= Song of Bagauda =

Hausa-language homiletic poem and a Kano kinglist

The Song of Bagauda (Waƙar Bagauda) is a Hausa oral poem from Kano and is believed to preserve an ancient core, though it was expanded over time. The poem is an old homiletic kinglist which preserves the names and deeds of rulers going back several centuries, and is widely known in Kano and is recited by streetside beggars around the city.

It is believed to be a native Hausa tradition, as evidenced by its extensive use of imagery drawn from the Hausa peasant economy, and therefore represents a Hausa commentary on history and on the confrontation between Islam and paganism. This is notable, as much of the scholarship on the region's history had previously been based largely on documents produced by Fulani scholars, with only scant commentary from the Hausa, especially from the peasantry.

The earliest known written versions of the poem date from around the 1920s but the song most likely has more ancient origins. Local tradition in Kano believes the poem to dates to the time of Bagauda, the first chief of Kano, who reigned in the 11th century. It has been handed down from generation to generation, and, on the death of each chief, a couplet or stanza is added to it. The poem is widely recognised in Kano city and is known to have always been sung by beggars. The chronology of the kingslist contained in the poem diverges from the more reliable Kano Chronicle by about two and a half centuries, though the two sources agree to within a year back as far as the reign of Alwali who was driven out of Kano in 1807.

The text of the poem was recorded in 1960 by the Hausaist Isa Kurawa, who was at that time sub-editor of the Kano Native Authority newspaper Sodangi. In 1962, Kurawa informed Mervyn Hiskett of the poem's existence and gave him his compiled version. Kurawa had obtained this version from the dictation of an old Hausa woman named Hawwa, who claimed to be 100 years old. She had learned the poem as a young girl from the grandfather of a certain Malam Mu'azu, an Islamic scholar living in Kano. Mu'azu possessed a manuscript containing his grandfather's version of the poem, which differed slightly from Hawwa's. Besides these two sources, Hiskett independently obtained another manuscript from Muhammadu Nasiru, then the scholarly headmaster of the Shahuci Judicial School in Kano. Hiskett collated the various ajami texts to produce a Latin transliteration and an English translation, published in 1964 and 1965 respectively.

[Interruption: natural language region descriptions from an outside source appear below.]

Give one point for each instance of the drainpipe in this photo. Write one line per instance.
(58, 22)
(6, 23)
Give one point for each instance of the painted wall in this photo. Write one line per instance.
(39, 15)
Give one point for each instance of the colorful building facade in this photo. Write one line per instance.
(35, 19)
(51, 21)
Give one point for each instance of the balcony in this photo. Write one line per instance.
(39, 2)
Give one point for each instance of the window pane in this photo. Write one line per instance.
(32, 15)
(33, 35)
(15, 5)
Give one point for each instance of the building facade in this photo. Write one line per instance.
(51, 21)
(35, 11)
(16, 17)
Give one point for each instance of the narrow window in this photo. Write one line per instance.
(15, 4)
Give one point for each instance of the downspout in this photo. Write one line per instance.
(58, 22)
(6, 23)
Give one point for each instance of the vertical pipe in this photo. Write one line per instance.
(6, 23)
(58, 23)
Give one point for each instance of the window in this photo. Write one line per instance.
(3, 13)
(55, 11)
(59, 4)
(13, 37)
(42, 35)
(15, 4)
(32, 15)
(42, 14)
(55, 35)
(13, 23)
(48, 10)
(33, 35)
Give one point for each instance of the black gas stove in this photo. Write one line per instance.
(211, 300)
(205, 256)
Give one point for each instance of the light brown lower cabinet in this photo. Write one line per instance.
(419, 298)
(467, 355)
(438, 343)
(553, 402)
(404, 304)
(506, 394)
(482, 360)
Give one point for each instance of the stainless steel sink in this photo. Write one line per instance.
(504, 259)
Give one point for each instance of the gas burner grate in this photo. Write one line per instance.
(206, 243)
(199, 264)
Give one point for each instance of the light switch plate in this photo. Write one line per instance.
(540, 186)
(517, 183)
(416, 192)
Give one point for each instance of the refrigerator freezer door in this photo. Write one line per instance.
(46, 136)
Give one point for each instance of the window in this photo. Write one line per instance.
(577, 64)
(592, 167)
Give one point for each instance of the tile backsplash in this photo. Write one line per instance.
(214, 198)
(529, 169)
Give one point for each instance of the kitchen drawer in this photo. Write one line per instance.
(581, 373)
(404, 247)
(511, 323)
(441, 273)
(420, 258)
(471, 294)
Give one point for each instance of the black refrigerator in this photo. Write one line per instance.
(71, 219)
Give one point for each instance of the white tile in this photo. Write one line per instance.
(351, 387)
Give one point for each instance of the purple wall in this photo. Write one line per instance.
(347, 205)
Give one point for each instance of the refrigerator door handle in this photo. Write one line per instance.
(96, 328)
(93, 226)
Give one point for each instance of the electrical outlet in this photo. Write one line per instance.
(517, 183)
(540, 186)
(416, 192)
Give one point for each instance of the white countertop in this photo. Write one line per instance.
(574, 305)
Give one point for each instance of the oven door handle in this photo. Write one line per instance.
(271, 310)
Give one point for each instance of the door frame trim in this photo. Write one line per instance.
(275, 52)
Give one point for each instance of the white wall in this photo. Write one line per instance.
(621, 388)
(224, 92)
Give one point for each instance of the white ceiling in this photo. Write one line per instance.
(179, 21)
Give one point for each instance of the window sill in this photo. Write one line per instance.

The poem is divided into four major sections: an opening eulogy to the Islamic prophet Muhammad; a kinglist; a long homiletic epilogue on the vanity of the world; and a section on fatawi, or rulings on points of Muslim law, including on proper procedures for carrying out Islamic customs related to food, sickness, death, burial, and worship. The poem's composition is strongly influenced by the Arabic metre wāfir and conforms to the pattern of the Classical Arabic qasida.